I think 'hipster' is just one lifestyle under the above criteria.



They then used those classifications to market to people who were explicitly anti-consumerism. For example: Don't market cars, market jeeps. Cars are for squares who need to go to work for the man. When you get a jeep, you aren't buying into the system, man. You are attaining the freedom to get back into nature!

'The Century of the Self' is excellent. It explained to me how my commune-dwelling, sandals-made-from-old-tires wearing parents were converted back into happy consumers. It also cleared up a few other questions like: Why was the V-Chip was such a huge deal and then was suddenly forgotten?

Pay for it http://www.amazon.com/Century-Curtis-producer-Power-Nightmar...

Or not... https://www.youtube.com/playlist?list=PLAD989035A4E8883D


Or all in one go: http://vimeo.com/91200667


I think hipster, at least in the modern sense, is an umbrella term for people who don't subscribe to the standard mainstream culture. There are outdoorsy hipsters, with expensive bikes and their own lingo, that are just as pretentious as the typical urban hipster with his fixie.

I tend not to equate the two, myself. In my mind a proper subculture differs from a lifestyle in that, typically, a lifestyle comes from above. A lifestyle tends to be given to us by Madison avenue. The outdoorsy guy gets his opinions from magazines and buys super expensive toys from mainstream sporting goods with large advertising budgets.

The urban hipster we usually decry, picks up fashion at the thrift store, whose second hand sale does nothing for Madison avenue's masters. Music choices, reading, etc comes from the trenches of like minded fans. Politics comes from, typically, marginalized outlets via books easily had at the library or second-hand book store. There's a real crowdsourcing element to traditional hipsterism. Sure, they're all wearing black and listening to the same 50 or so indie bands, but the crowd made that happen, not marketers. I think there's a real value there and this type of person is really the only socially acceptable avenue to curb, what I consider, mindless consumerism.

If anything, the internet and its ability to tie us all together has made us all urban hipsters to some extent. Now we're getting opinions from 1,000 people on goodreads, not the NYTimes reviewer.

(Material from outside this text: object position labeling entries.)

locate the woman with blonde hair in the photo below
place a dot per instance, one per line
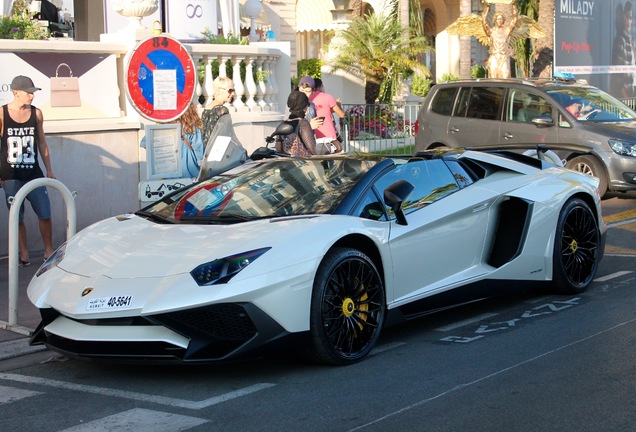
(223, 94)
(192, 144)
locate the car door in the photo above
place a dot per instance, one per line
(444, 240)
(477, 117)
(521, 107)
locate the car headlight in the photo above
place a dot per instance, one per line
(223, 269)
(623, 147)
(52, 261)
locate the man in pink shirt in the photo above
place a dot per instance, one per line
(325, 104)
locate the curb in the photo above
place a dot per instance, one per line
(17, 348)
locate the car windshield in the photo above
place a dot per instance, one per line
(594, 105)
(263, 189)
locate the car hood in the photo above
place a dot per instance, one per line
(133, 247)
(624, 130)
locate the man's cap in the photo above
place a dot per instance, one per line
(307, 80)
(297, 101)
(23, 83)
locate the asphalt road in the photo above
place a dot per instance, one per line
(528, 361)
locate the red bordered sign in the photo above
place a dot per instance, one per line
(160, 78)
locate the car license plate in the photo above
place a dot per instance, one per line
(113, 302)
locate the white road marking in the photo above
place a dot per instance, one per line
(612, 276)
(140, 420)
(487, 377)
(466, 322)
(162, 400)
(386, 347)
(10, 394)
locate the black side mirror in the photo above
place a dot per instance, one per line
(543, 121)
(394, 197)
(284, 128)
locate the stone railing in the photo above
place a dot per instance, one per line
(266, 65)
(258, 89)
(95, 148)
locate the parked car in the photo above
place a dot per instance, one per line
(313, 254)
(487, 112)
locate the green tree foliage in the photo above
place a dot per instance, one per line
(523, 48)
(378, 48)
(309, 67)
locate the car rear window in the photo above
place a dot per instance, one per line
(443, 101)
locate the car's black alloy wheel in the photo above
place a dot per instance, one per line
(576, 247)
(591, 166)
(347, 308)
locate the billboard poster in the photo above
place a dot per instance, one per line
(593, 40)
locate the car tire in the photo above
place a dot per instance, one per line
(591, 166)
(576, 248)
(347, 308)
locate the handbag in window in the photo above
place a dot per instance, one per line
(65, 89)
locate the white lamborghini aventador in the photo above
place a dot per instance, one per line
(317, 250)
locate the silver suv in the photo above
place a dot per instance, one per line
(489, 112)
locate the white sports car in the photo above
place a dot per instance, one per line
(320, 250)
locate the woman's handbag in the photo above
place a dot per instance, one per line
(65, 90)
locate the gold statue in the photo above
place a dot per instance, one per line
(499, 37)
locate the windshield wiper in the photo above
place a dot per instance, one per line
(154, 216)
(227, 218)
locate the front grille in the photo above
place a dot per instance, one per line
(228, 322)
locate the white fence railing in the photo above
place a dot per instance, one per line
(380, 128)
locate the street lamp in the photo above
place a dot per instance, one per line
(252, 8)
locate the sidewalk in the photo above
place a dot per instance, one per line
(13, 344)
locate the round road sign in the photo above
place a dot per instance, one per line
(160, 78)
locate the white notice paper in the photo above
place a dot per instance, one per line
(164, 82)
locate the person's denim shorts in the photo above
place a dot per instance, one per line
(39, 198)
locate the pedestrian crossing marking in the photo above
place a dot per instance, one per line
(139, 420)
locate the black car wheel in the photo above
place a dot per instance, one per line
(591, 166)
(576, 247)
(347, 308)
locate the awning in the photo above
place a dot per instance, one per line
(314, 15)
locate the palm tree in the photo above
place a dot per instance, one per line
(544, 47)
(380, 49)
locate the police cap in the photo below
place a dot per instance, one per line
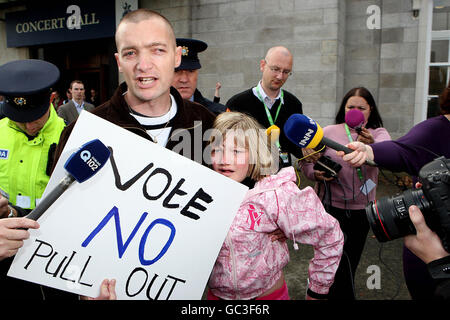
(189, 54)
(26, 84)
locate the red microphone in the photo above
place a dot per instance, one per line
(355, 119)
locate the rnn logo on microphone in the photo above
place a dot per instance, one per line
(87, 157)
(309, 134)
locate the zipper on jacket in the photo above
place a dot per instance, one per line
(233, 267)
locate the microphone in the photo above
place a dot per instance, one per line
(273, 132)
(306, 133)
(80, 166)
(355, 119)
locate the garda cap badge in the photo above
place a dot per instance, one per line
(20, 101)
(184, 51)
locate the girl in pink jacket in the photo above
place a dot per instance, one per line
(250, 265)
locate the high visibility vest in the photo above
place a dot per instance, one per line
(23, 162)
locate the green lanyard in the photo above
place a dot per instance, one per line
(269, 115)
(350, 139)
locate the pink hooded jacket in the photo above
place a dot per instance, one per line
(249, 263)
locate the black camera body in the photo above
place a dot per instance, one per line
(389, 217)
(330, 167)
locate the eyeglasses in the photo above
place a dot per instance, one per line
(277, 70)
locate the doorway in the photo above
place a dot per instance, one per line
(91, 61)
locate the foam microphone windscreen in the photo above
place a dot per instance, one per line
(84, 163)
(354, 118)
(303, 131)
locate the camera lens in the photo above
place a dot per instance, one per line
(389, 218)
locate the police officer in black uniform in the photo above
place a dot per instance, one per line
(186, 75)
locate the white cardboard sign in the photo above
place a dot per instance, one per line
(155, 224)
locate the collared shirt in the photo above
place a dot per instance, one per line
(158, 128)
(267, 100)
(78, 106)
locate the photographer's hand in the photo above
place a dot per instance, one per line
(425, 244)
(358, 157)
(310, 155)
(320, 176)
(365, 136)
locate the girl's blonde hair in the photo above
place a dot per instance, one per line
(250, 134)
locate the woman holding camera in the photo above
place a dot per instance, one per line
(424, 142)
(346, 193)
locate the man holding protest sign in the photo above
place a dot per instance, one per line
(145, 103)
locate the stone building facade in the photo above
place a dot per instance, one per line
(337, 44)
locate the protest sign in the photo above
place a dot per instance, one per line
(151, 219)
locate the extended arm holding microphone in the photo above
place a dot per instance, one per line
(360, 153)
(81, 166)
(306, 133)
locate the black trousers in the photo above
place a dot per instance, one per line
(355, 227)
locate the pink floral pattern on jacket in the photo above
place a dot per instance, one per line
(249, 263)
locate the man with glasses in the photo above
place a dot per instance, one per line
(268, 103)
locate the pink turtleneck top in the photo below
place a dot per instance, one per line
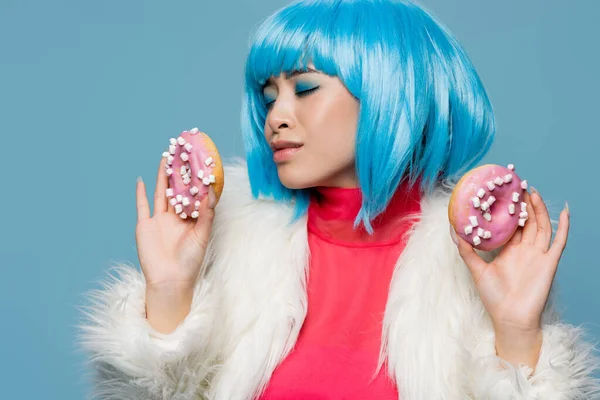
(336, 354)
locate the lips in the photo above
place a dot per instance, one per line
(284, 144)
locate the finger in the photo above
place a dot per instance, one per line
(530, 228)
(203, 225)
(473, 261)
(544, 231)
(160, 193)
(560, 239)
(143, 209)
(516, 237)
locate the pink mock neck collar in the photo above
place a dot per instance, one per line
(332, 211)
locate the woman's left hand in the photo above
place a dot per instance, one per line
(515, 286)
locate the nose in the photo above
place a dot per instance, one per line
(281, 116)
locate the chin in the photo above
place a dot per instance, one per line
(294, 177)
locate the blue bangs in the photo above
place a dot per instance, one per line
(424, 112)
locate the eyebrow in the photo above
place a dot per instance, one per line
(292, 73)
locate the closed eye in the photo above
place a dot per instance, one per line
(300, 94)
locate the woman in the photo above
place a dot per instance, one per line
(327, 270)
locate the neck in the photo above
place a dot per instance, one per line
(333, 210)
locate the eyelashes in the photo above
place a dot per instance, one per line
(300, 94)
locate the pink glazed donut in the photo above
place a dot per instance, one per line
(487, 207)
(193, 164)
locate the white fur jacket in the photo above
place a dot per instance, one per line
(250, 302)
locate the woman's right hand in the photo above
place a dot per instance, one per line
(171, 249)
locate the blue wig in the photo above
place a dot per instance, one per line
(424, 114)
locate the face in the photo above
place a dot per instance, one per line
(311, 125)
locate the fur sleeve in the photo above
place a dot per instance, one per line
(564, 370)
(131, 360)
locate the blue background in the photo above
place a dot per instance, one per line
(90, 92)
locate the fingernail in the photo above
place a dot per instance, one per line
(453, 235)
(212, 197)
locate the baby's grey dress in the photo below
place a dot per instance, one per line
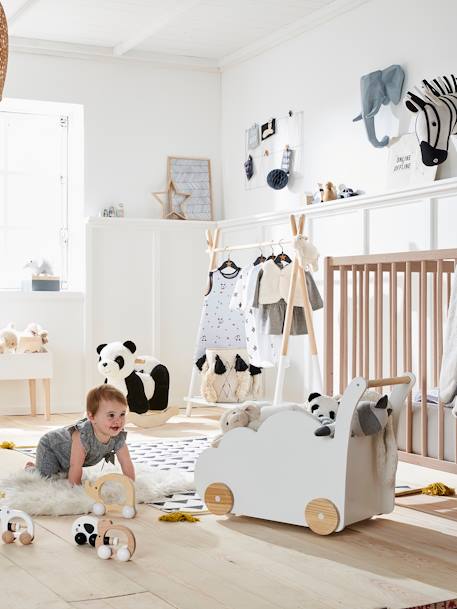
(54, 448)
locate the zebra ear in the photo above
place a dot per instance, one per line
(414, 103)
(411, 107)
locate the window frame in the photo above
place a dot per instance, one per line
(72, 235)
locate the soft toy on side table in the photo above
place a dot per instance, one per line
(144, 381)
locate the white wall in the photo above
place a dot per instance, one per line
(319, 72)
(135, 116)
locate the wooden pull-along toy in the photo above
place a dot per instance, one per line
(107, 546)
(93, 489)
(16, 525)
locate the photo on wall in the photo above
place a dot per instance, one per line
(193, 177)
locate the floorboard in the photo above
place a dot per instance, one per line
(402, 559)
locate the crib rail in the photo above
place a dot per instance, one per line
(385, 313)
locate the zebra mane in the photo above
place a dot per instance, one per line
(431, 91)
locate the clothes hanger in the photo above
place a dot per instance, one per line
(282, 257)
(260, 258)
(229, 264)
(272, 256)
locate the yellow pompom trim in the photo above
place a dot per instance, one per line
(438, 488)
(179, 517)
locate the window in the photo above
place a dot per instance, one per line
(34, 191)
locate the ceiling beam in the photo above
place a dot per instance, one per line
(15, 15)
(157, 24)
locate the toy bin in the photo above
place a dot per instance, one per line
(284, 473)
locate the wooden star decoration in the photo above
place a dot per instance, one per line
(171, 209)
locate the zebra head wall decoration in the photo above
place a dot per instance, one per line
(435, 104)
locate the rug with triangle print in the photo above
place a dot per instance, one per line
(167, 454)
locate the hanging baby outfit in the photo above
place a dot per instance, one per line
(263, 350)
(219, 325)
(271, 295)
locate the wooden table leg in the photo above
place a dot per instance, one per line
(32, 391)
(47, 398)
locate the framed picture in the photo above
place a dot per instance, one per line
(191, 180)
(404, 164)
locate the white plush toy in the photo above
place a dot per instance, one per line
(306, 252)
(39, 266)
(250, 415)
(8, 339)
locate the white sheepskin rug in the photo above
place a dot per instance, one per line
(38, 496)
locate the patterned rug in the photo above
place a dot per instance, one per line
(167, 454)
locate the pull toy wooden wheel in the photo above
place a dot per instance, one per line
(127, 509)
(322, 516)
(219, 498)
(108, 546)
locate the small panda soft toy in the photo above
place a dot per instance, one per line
(145, 386)
(323, 408)
(370, 417)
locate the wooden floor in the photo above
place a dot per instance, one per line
(404, 559)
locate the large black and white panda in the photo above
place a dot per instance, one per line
(145, 385)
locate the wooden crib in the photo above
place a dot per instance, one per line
(384, 314)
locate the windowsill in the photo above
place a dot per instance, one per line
(22, 295)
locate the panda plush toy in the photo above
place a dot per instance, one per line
(145, 385)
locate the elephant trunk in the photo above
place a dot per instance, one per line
(371, 133)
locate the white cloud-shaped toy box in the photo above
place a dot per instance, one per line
(274, 473)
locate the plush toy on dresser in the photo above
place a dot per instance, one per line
(144, 381)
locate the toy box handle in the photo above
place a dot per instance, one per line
(395, 380)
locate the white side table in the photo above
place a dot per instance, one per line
(29, 366)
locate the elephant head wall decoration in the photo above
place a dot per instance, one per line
(379, 88)
(435, 104)
(3, 48)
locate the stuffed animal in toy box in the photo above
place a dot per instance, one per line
(251, 416)
(145, 385)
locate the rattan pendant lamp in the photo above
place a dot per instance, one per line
(3, 49)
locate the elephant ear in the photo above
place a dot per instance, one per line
(393, 78)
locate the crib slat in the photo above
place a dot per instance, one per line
(328, 326)
(379, 321)
(439, 350)
(360, 369)
(343, 328)
(366, 323)
(408, 354)
(393, 319)
(354, 322)
(423, 356)
(434, 328)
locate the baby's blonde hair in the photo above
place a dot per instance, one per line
(103, 392)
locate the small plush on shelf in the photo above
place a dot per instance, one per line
(329, 192)
(8, 339)
(39, 266)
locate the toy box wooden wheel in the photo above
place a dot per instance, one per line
(322, 516)
(219, 498)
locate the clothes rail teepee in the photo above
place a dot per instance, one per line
(297, 276)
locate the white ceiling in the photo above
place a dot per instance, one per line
(212, 32)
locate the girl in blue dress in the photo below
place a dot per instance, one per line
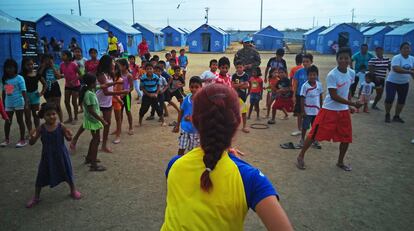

>hipster, at least in the modern sense, is an umbrella term for people who don't subscribe to the standard mainstream culture.

hipster is the standard mainstream culture today. Just look around.

>the typical urban hipster with his fixie.

"i was biking fixie way before it was cool". 30 years ago in USSR the geared bikes were much less available even if you had money for it - it costs 130 rubles - 2/3 of an engineer's monthly salary vs. fixie costing "only" 64 rubles. Going uphill on a fixie i dreamed about unreachable gears :) With wide availability of geared bikes here biking a fixie in SF is a cool way to beat those self-whipping monks.

Another bunch of urban hipsters on fixies feeling cool :) http://english.people.com.cn/mediafile/200906/08/F2009060815...


> hipster is the standard mainstream culture today. Just look around.

This is what bothers me so much about the term. Nobody calls themselves a hipster, and in my area at least, nobody who could be accused of being a hipster goes around thinking of themselves as some counterculture special snowflake. I ride a fixie because they're cheap and our city is flat, and I live downtown because I like to be able to walk to work, and so on. These are just normal things that young people do, generally without any pretention. Hearing people making ridiculous sweeping generalizations about how pedantic they think young hipsters are is just the same shit as complaining about Elvis and his dancing.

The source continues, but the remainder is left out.